Adeus, melhor metade de mim.

H. Alegria

Procuro uma música que me acolha. Uma música que me acolha nos teus braços. Algo que me diga tudo aquilo que eu queria dizer, e algo que me ajude a tudo o resto entender. Tudo isto enquanto me recebes de volta, com um abraço apertado. Tu seguiste em frente rapidamente, afinal é disso que se trata quando te substituem, trata-se de rapidez… Mas eu continuo aqui parada, à espera que olhes para trás e te arrependas. Não quero que te arrependas do que fizeste até hoje, quero que te arrependas de não me teres trazido nessa jornada contigo.

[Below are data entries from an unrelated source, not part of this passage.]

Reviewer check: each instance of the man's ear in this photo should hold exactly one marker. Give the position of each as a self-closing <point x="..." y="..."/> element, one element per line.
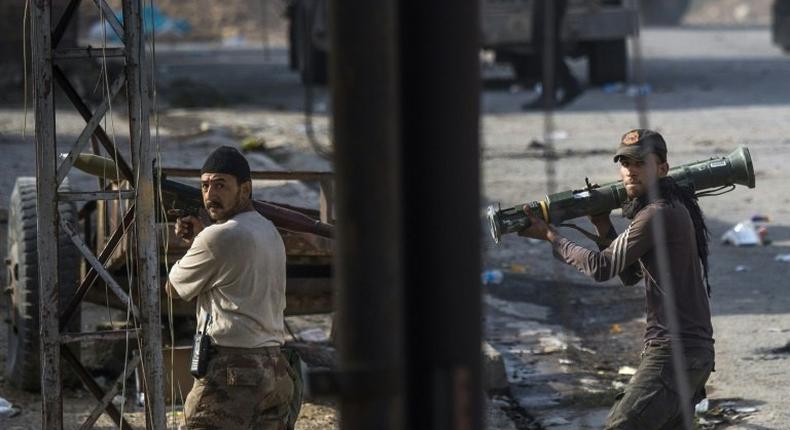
<point x="246" y="189"/>
<point x="663" y="169"/>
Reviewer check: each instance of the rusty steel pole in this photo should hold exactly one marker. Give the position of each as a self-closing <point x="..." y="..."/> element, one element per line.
<point x="145" y="219"/>
<point x="440" y="90"/>
<point x="363" y="76"/>
<point x="47" y="211"/>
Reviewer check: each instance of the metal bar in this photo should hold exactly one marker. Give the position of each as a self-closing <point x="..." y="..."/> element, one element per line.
<point x="63" y="22"/>
<point x="47" y="224"/>
<point x="178" y="172"/>
<point x="88" y="53"/>
<point x="98" y="335"/>
<point x="99" y="134"/>
<point x="90" y="277"/>
<point x="366" y="109"/>
<point x="99" y="267"/>
<point x="146" y="233"/>
<point x="327" y="202"/>
<point x="89" y="129"/>
<point x="92" y="386"/>
<point x="102" y="406"/>
<point x="109" y="15"/>
<point x="440" y="116"/>
<point x="95" y="195"/>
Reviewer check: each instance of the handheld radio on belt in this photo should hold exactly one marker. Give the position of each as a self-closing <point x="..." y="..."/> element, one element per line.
<point x="200" y="351"/>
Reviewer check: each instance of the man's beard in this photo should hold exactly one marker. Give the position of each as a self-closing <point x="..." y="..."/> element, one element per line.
<point x="229" y="213"/>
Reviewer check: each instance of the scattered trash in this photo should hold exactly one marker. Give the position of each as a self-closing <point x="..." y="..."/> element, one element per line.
<point x="742" y="234"/>
<point x="638" y="90"/>
<point x="536" y="144"/>
<point x="555" y="421"/>
<point x="551" y="344"/>
<point x="746" y="410"/>
<point x="313" y="335"/>
<point x="118" y="400"/>
<point x="559" y="135"/>
<point x="702" y="406"/>
<point x="494" y="276"/>
<point x="613" y="87"/>
<point x="7" y="410"/>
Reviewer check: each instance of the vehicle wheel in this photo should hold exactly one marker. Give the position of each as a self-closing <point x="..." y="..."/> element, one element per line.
<point x="313" y="64"/>
<point x="663" y="13"/>
<point x="527" y="69"/>
<point x="20" y="300"/>
<point x="608" y="62"/>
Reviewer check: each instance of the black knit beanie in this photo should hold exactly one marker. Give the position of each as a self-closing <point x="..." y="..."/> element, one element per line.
<point x="228" y="160"/>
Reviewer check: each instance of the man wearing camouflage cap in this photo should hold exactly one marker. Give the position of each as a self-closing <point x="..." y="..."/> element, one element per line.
<point x="662" y="394"/>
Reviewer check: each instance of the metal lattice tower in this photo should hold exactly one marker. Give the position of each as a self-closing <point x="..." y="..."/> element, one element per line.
<point x="139" y="220"/>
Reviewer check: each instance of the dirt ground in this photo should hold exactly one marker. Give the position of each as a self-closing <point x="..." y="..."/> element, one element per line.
<point x="566" y="341"/>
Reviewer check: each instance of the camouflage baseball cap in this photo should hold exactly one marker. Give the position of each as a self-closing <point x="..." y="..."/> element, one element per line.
<point x="640" y="142"/>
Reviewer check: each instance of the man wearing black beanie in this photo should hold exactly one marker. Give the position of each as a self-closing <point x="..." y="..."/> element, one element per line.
<point x="235" y="268"/>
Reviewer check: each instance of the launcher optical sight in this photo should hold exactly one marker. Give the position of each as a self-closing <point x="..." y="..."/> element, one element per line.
<point x="705" y="177"/>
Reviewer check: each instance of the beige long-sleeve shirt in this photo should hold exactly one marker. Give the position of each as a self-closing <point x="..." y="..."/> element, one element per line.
<point x="237" y="272"/>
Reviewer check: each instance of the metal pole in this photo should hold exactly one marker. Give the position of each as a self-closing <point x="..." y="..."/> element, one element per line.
<point x="145" y="221"/>
<point x="440" y="74"/>
<point x="366" y="111"/>
<point x="47" y="208"/>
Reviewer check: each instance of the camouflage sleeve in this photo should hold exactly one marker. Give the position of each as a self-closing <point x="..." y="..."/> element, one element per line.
<point x="621" y="254"/>
<point x="631" y="274"/>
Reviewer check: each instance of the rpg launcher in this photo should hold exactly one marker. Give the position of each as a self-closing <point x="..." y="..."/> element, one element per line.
<point x="181" y="199"/>
<point x="705" y="177"/>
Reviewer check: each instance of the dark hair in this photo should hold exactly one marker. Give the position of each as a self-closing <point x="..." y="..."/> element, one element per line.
<point x="670" y="190"/>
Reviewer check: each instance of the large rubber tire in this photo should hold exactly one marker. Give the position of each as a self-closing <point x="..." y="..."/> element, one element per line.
<point x="664" y="12"/>
<point x="22" y="292"/>
<point x="607" y="61"/>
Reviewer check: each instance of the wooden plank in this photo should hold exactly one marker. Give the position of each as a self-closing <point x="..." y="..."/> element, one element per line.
<point x="91" y="276"/>
<point x="104" y="335"/>
<point x="88" y="53"/>
<point x="89" y="129"/>
<point x="109" y="15"/>
<point x="179" y="172"/>
<point x="99" y="267"/>
<point x="47" y="208"/>
<point x="105" y="401"/>
<point x="92" y="386"/>
<point x="146" y="233"/>
<point x="95" y="195"/>
<point x="327" y="202"/>
<point x="86" y="114"/>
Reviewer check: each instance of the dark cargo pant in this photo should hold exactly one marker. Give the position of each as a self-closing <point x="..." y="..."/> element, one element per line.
<point x="651" y="401"/>
<point x="242" y="389"/>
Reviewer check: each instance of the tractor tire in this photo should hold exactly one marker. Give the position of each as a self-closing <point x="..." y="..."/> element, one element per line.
<point x="20" y="301"/>
<point x="607" y="61"/>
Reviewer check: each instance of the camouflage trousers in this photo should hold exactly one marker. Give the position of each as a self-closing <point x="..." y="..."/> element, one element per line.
<point x="651" y="400"/>
<point x="242" y="389"/>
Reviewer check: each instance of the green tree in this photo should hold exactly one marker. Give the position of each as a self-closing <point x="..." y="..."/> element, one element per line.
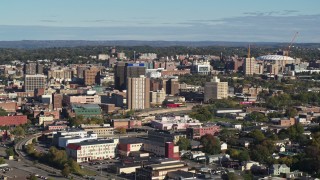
<point x="65" y="171"/>
<point x="10" y="151"/>
<point x="291" y="112"/>
<point x="211" y="144"/>
<point x="184" y="143"/>
<point x="256" y="116"/>
<point x="243" y="156"/>
<point x="122" y="130"/>
<point x="18" y="131"/>
<point x="2" y="161"/>
<point x="257" y="135"/>
<point x="3" y="112"/>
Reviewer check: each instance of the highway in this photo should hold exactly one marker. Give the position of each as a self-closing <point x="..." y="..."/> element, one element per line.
<point x="166" y="110"/>
<point x="19" y="150"/>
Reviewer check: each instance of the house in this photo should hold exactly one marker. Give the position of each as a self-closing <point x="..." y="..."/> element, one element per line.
<point x="278" y="169"/>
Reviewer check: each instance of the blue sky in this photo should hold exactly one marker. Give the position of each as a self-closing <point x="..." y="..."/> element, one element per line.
<point x="182" y="20"/>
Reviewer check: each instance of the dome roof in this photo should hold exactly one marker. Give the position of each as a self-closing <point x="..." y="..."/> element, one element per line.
<point x="275" y="58"/>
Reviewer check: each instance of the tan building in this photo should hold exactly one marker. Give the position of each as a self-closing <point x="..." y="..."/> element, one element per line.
<point x="60" y="74"/>
<point x="101" y="130"/>
<point x="249" y="66"/>
<point x="138" y="95"/>
<point x="215" y="89"/>
<point x="91" y="76"/>
<point x="157" y="97"/>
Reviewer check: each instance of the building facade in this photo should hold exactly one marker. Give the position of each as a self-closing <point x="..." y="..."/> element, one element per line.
<point x="92" y="150"/>
<point x="33" y="82"/>
<point x="138" y="95"/>
<point x="215" y="89"/>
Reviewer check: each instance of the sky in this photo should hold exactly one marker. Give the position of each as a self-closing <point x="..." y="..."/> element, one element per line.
<point x="169" y="20"/>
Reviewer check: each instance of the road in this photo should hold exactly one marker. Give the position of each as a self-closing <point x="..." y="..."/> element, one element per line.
<point x="166" y="110"/>
<point x="19" y="150"/>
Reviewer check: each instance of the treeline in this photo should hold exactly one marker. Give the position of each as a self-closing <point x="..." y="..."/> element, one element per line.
<point x="74" y="53"/>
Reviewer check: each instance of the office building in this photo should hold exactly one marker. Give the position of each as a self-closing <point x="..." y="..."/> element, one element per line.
<point x="249" y="66"/>
<point x="32" y="82"/>
<point x="30" y="68"/>
<point x="138" y="95"/>
<point x="91" y="76"/>
<point x="127" y="70"/>
<point x="215" y="89"/>
<point x="92" y="150"/>
<point x="172" y="86"/>
<point x="157" y="97"/>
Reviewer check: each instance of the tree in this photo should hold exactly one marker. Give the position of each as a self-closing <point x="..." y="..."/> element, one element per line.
<point x="10" y="152"/>
<point x="291" y="112"/>
<point x="256" y="116"/>
<point x="257" y="135"/>
<point x="65" y="171"/>
<point x="211" y="144"/>
<point x="2" y="161"/>
<point x="243" y="156"/>
<point x="122" y="130"/>
<point x="3" y="112"/>
<point x="184" y="143"/>
<point x="18" y="131"/>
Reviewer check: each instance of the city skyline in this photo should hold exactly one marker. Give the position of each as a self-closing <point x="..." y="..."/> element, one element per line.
<point x="188" y="20"/>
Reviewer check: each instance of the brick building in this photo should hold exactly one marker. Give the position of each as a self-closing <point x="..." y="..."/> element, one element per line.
<point x="13" y="120"/>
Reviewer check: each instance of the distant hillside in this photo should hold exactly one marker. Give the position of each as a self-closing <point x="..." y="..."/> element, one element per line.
<point x="31" y="44"/>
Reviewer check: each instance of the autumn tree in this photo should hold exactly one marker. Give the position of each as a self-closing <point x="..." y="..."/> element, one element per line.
<point x="211" y="144"/>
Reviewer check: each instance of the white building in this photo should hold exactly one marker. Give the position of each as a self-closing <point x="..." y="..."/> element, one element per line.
<point x="92" y="150"/>
<point x="64" y="141"/>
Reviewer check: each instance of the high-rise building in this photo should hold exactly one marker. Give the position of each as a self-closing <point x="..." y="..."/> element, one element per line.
<point x="249" y="66"/>
<point x="127" y="70"/>
<point x="92" y="76"/>
<point x="119" y="76"/>
<point x="215" y="89"/>
<point x="30" y="68"/>
<point x="32" y="82"/>
<point x="138" y="94"/>
<point x="173" y="86"/>
<point x="157" y="97"/>
<point x="39" y="68"/>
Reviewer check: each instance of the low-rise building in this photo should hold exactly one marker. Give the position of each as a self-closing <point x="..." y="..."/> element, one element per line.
<point x="159" y="171"/>
<point x="175" y="123"/>
<point x="92" y="150"/>
<point x="102" y="130"/>
<point x="125" y="123"/>
<point x="13" y="120"/>
<point x="197" y="132"/>
<point x="278" y="169"/>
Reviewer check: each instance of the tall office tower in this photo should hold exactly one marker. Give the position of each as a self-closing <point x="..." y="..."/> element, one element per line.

Quero que te arrependas por teres desistido de mim e da minha história, de mim e dos meus problemas. Na prateleira, onde guardo o livro da tua passagem pela minha vida, mantenho-o aberto para que não acabe. Quero outro capítulo, não sinto que isto tenha sido suficiente. Afinal jamais eu imaginaria o estrago que uma discussão poderia fazer… Mas a culpa não é de nenhuma das partes, cada parte teve o seu contexto, aquilo por que estava rodeada, cada parte teve algo que levou ambas ao precipício que levou. E ainda assim, eu só queria que me desses uma oportunidade, de me explicar e de te ouvir. Ambos os lados têm culpa, mas ambos os lados estão livres dela. E é nesta complexidade que eu me perco, por entre tragédias e baladas… Queria que percebesses que estou de braços abertos para chegarmos a um acordo, um acordo feito de cabeça limpa, um acordo sem cabeças quentes. Foi isso que nos destruiu, a panela de pressão onde a água já fervia. Preocupámo-nos mais com os conflitos e o nosso próprio egoísmo do que qualquer outra coisa. Preocupámo-nos com o que nos convinha. Eu perdi a melhor metade de mim… Mas agora venho tarde e a porta está fechada, a casa está vazia e só posso deixar um recado escrito. Quando o vires também será tarde pois eu própria também já terei partido.